Two Students Banned From School After Refusing To Wear Masks on Religious Grounds

Two students from California have been permanently excluded from school after refusing to wear masks in class.

Springs Charter School in Temecula told Fox11 that Victoria Nelson, a junior, and her brother Drew Nelson, a senior, have been banned from attending lessons after failing to comply with the mask mandate issued by the California Department of Public Health (CDPH).

On Thursday the school was placed on lockdown and the police were called after the two students refused to comply with the mask rules.

According to Fox11, the Nelson siblings chose not to wear masks for religious reasons and thought this would be enough to exempt them from the mandate.

"We thought the school would care what we believe in but they just didn't even care enough to listen," Victoria Nelson told the news provider.

The report states that Drew Nelson was immediately removed from his class and sent to the principal's office. However, Victoria refused to leave her classroom or wear a mask, prompting her teacher to reportedly evacuate the other students while preventing her from following them.

Victoria told Fox11: "When I would go left, she would follow me. I was trying to go around her and she would block me so eventually I just gave up."

The school was placed in lockdown while a school resource officer (SRO) was called in.

Sworn-in law enforcement officers often employed by a local police or sheriff's agency, SROs are primarily responsible for the safety and prevention of crime in schools.

In this instance, the Nelsons were deemed as a credible threat to staff and students.

The pair have since been banned from attending classes at Springs Charter School again regardless of whether or not they agree to wear a mask.

They will continue with classes from home, where they will continue to have access to all of the necessary resources and teaching staff to complete the curriculum for the year.

In a statement issued to Fox11, Springs Charter School has rejected the Nelsons' claims that they could avoid wearing masks on religious grounds, noting that there are no religious exemptions to the state mask order and that the right to such exemptions has never been recognized by the supreme court.

"As a public charter school, Springs Charter Schools is requiring to comply with all CDPH orders, including the mask mandate, in order to protect the health and safety of our staff and students, which is our highest priority," they said.

"To this end, students and staff are required to wear a mask while in school facilities.

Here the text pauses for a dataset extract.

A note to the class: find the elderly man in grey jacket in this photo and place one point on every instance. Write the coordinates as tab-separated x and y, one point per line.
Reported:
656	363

There are no religious exemptions in the state mask order nor has the right to an exemption even been recognized by the Supreme Court because it's a neutral law of general application to protect public health. We are still investigating the specifics of the incident."

Under the guidance set out by the CDPH on August 2, K-12 students are "required to mask indoors."

The only exemptions outlined are for "persons younger than two years old," or anyone with "a medical condition, mental health condition, or disability that prevents wearing a mask."

Any "persons who are hearing impaired or communicating with a person who is hearing impaired" is also exempt as are any "persons for whom wearing a mask would create a risk to the person related to their work."

The guidance makes no mention of religious exemption.

Under the rules, schools are also under instruction to "develop and implement local protocols to enforce the mask requirements" and offer "alternative educational opportunities for students who are excluded from campus because they will not wear a face covering."

Newsweek has reached out to Springs Charter School for further comment.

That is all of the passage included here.